Dennis, C. (2007). Unknown Friends. New York: Penguin Books. Retrieved from http://lccn.loc.gov/2006050716

Papert, S. (1980). Mindstorms: Children, Computers, and Powerful Ideas. New York: Basic Books. Retrieved from http://lccn.loc.gov/79005200

Piaget, J. (1970). Piaget’s Theory. In P. H. Mussen (Ed.), Carmichael’s Manual of Child Psychology (3rd ed., Vol. 1, pp. 703-732). New York: Wiley. Retrieved from http://lccn.loc.gov/69016127

# ICER 2011 Core Dump

I heard so many interesting talks, met so many provocative people, and thought so hard about computation that I’ll never hear the words “this is a test” the same way again.

One highlight for me was talking with Mark Guzdial about pictures and sounds as transformations of binary information. As I continue to think about intersecting possibilities for our brand of scientific inquiry and what promise it might hold in CS, I’m definitely going to turn my attention toward core concepts in how we represent information. More importantly, perhaps, are issues of how we generate, modify, and understand information.

Another was raising issues of what counts as evidence, and how we define learning. I really look forward to having more interesting conversations about what we think we’re studying when we try to study student learning.

A third was getting to continue ongoing conversations about education with friends, both old and new. To me, the heart of a good conference is the way our interests and ideas about central problems in the field spill outside the bounds of sessions and talks. These conversations are what excite and energize me.

Finally, I had an amazing time at the pre-conference Doctoral Consortium (DC). I was able to meet colleagues from across the world who are starting (or, in some cases wrapping up) their dissertations. It was a thrill to see the variety of problems people are taking on and an amazing opportunity to both get and give detailed feedback on our work.

# Beginning work on epistemological dynamics in programming

I’m preparing for my comprehensive examinations (comps), which are essentially three in-depth essays written and revised under the direction of a faculty member. My second comp is actually my work on a statistical graphics package called granova, but I’ll be discussing that subject in another post. Here, I want to talk about my third comp, which will hopefully become the springboard to a dissertation proposal.
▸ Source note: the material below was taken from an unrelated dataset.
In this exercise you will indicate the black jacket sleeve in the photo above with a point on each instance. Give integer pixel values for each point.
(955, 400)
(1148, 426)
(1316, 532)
If I’m doing my job right, this post will grow into a much larger series of posts, and hopefully (when well-watered, cared for, and nourished) a dissertation. To get there, here are some of the core questions I think I’ll need to address.

1. What are epistemological dynamics? What do I mean when I’m talking about epistemologies and epistemological dynamics? What does that idea do as a technical construct?
2. Where do epistemological dynamics come from? What’s their genesis as a research construct? More to the point, what do they allow us to explain and predict?
3. Why do epistemological dynamics matter for learning to program? This has to go beyond simply arguing that “they matter.” Many, many things affect the ways individuals learn to program. The subquestions here surround how we can use the study of epistemological dynamics in programming?
1. Can they push research efforts forward, illuminating erstwhile unseen problems?
2. Can they push the theoretical discussion forward, explaining the otherwise un- or underexplained?
3. Finally, can they inform pedagogy? Can epistemological dynamics help us craft educational experiences around programming that attract, retain, and empower students?

As part of my work preparing for the 2011 International Computing Education Research Conference (ICER), I’ll be working through a presentation that tries to flesh out these issues. The goal there is to craft a form of these dissertation ideas that conference attendees can critique. Keep your eyes on the blog as I continue to expand my ideas and hopefully tackle—or refine—the above roadmap of questions.